Wie eingangs erwähnt, kann die Mitte eine stabilisierende Funktion in Krisen einnehmen.[1] Eine breite Mitte hilft also, schlechte Zeiten besser zu meistern. Dennoch gehen wirtschaftliche Einbrüche nicht spurlos an der Mitte vorbei. Zwar blieb die Mittelschicht nach der Wirtschafts- und Finanzkrise sowie der Eurokrise beginnend im Jahr 2010 anteilsmäßig in Österreich stabil. Die Einkommen innerhalb der Mitte sta­gnierten preisbereinigt allerdings zwischen 2009 und 2015 weitgehend. Auch in Krisen spielt der Sozialstaat eine entscheidende Rolle. Besonders anschaulich wird dies im Zuge der Corona-Pandemie beziehungsweise der vom Überfall Russlands auf die Ukraine ausgelösten Energiekrise.

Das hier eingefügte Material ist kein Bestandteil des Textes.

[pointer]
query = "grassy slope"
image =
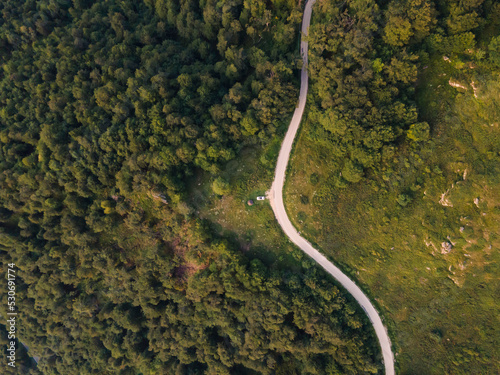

Die Auswirkungen von Corona

Corona brachte die Wirtschaftsaktivität im Land zu Beginn des Jahres 2020 in großen Teilen zum Erliegen. Es gab Wertschöpfungsverluste von bis zu zwei Milliarden Euro pro Woche.[2] Über das ganze Jahr betrachtet belief sich der Wohlstandsverlust auf fast sieben Prozent. Die Corona-Krise führte in (fast) allen Ländern der Welt zu Wohlstandsverlusten.[3] In Österreich konnte der Sozialstaat die Auswirkungen des Wirtschaftseinbruchs auf die Haushaltseinkommen allerdings zu einem erheblichen Teil abfedern. Dies liegt vor allem an den sogenannten automatischen Stabilisatoren: Einerseits dämpft das Arbeitslosengeld bei Jobverlust die Einkommenseinbußen. Hinzu kommt, dass für niedrigere Einkommen weniger Steuern bezahlt werden, was den Verlust beim Nettoeinkommen abfedert. Was die Wirkung der automatischen Stabilisatoren angeht, liegt Österreich innerhalb der EU relativ weit vorne – nämlich auf Rang sieben unter 27 EU-Mitgliedstaaten.[4]

Im ersten Jahr der Pandemie 2020 kam insbesondere der Kurzarbeit[5] zusätzlich eine tragende Rolle beim Erhalt der Kaufkraft der Beschäftigten zu. Die Anzahl der Menschen in Kurzarbeit stieg im März und April binnen kürzester Zeit sprunghaft auf über eine Million an. Zusätzlich zur Unterstützung durch die Kurzarbeit gab es Einmalzahlungen für Kinder und arbeitslose Personen.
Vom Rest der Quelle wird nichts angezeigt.